New Research Highlights The Origin Of Food Sharing Among Humans

As humans evolved to hunt, gather and share food, cooperation provided a key to our success as a species. While chimpanzees and other primates sometimes share food, humans stand out. As hunter-gatherers — the subsistence strategy that all humans followed until the invention of agriculture — our survival depended on daily sharing of food between unrelated adult males and females.

While hunter-gatherers today depend heavily on hunting and cooking, long before these activities became important for our ancestors, species such as Australopithecus extracted foods such as roots, tubers and nuts. Since hunter-gatherers and nonhuman primates tend to share foods that are large, valuable and divisible, these nutrient-dense foods are likely candidates for sharing, and may have been susceptible to theft by hungry group members.

In new research published in the Proceedings of the National Academy of Sciences (PNAS), a team led by College of Biological Sciences Professor Michael Wilson developed a conceptual and mathematical model of the evolution of food production and sharing in early human ancestors. The interdisciplinary team included an economist, a theoretical biologist, an anthropologist and a primatologist.

The model was designed to predict food extraction and sharing behaviors in mating systems in species without pair-bonds, like chimpanzees and bonobos, as well as with pair-bonds, like gorillas, using the logic of evolution by natural selection. The analysis consisted in comparing these predictions in order to understand how the mating system impacts food extraction and sharing behaviors.

The team found that:

According to the model, the mating system and pair bonds have a profound effect on the production and sharing of food.
If males and females form pair-bonds, and males guard females from other males, this guarding behavior can protect female foraging efforts, making it worthwhile for females to extract high-quality foods and share some with their mate.
The presence of pair bonds may have promoted the evolution of advanced foraging techniques such as digging for roots and tubers.
The presence of pair bonds may further have triggered females to share some of the high-quality foods with their pair-bonded male: they would have benefited from such sharing by strengthening their pair-bonded male, who provided protection from predators.

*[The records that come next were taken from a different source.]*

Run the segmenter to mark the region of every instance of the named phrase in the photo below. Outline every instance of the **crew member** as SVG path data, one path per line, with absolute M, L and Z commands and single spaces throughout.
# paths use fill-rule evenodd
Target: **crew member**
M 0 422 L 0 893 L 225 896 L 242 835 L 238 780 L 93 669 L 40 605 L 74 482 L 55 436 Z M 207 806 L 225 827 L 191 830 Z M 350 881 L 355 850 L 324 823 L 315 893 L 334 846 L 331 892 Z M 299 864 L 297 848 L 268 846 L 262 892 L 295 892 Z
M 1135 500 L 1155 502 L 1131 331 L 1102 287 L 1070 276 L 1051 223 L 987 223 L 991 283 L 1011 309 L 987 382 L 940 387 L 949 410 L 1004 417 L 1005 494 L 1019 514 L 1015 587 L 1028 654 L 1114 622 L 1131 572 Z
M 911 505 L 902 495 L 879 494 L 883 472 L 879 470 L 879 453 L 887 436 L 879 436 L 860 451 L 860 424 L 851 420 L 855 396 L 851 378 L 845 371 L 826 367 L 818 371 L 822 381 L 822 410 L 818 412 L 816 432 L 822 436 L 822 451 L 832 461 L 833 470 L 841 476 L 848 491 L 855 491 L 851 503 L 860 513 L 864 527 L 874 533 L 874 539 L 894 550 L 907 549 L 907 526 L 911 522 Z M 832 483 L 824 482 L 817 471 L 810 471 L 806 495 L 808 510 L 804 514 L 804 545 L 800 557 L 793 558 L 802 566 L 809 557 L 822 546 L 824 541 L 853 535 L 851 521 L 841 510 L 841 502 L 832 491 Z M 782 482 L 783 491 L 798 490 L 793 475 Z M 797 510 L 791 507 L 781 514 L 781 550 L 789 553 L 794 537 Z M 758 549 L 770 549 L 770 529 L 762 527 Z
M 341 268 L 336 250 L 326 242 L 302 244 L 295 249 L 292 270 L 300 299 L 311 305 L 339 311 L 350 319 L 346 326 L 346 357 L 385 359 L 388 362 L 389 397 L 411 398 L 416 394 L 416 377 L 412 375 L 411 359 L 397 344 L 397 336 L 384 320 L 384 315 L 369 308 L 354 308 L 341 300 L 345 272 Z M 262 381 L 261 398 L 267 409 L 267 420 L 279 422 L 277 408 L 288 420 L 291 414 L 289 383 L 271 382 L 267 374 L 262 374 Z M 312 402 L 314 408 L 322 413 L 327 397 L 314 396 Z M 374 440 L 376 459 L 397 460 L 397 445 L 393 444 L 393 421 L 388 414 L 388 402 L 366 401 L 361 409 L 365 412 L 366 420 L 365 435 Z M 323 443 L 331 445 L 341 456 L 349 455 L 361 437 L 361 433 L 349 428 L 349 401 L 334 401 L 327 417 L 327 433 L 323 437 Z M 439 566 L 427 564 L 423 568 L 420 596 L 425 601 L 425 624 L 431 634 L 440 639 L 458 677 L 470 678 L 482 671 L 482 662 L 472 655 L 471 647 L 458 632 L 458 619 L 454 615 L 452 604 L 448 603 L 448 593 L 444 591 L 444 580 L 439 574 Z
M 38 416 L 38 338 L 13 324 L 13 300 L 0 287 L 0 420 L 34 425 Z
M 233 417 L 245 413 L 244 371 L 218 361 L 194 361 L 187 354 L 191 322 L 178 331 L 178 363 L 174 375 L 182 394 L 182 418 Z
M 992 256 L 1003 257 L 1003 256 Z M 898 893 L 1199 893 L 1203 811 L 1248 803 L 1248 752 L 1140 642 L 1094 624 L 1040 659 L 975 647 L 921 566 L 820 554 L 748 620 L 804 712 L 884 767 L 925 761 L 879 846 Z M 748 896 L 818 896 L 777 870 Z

According to Wilson, “We were struck by the impact of the mating system on our results. If mating is promiscuous, males share food with females, which sometimes happens in chimpanzees. But if pair-bonds exist, females share food with unrelated males — something that happens in human societies every day, but hardly ever happens in other primate species. Moreover, in scenarios with pair-bonds, females obtained more energy than in scenarios with promiscuous mating. This increased energy would enable mothers to reproduce more quickly and ensure the survival of their offspring. If early human ancestors had pair-bonds rather than promiscuous mating, this may have promoted the evolution of extractive foraging techniques as well as food sharing, which made it possible to expand from forests into more open habitats.”

In future research, the team plans to conduct field studies of primates to test the extent to which mate guarding by males protects female foraging efforts in other species. They also hope to further explore mathematical and computer models for the evolution of food sharing and communication, including the development of language.

Funding for this work was provided by the French National Research Agency (ANR).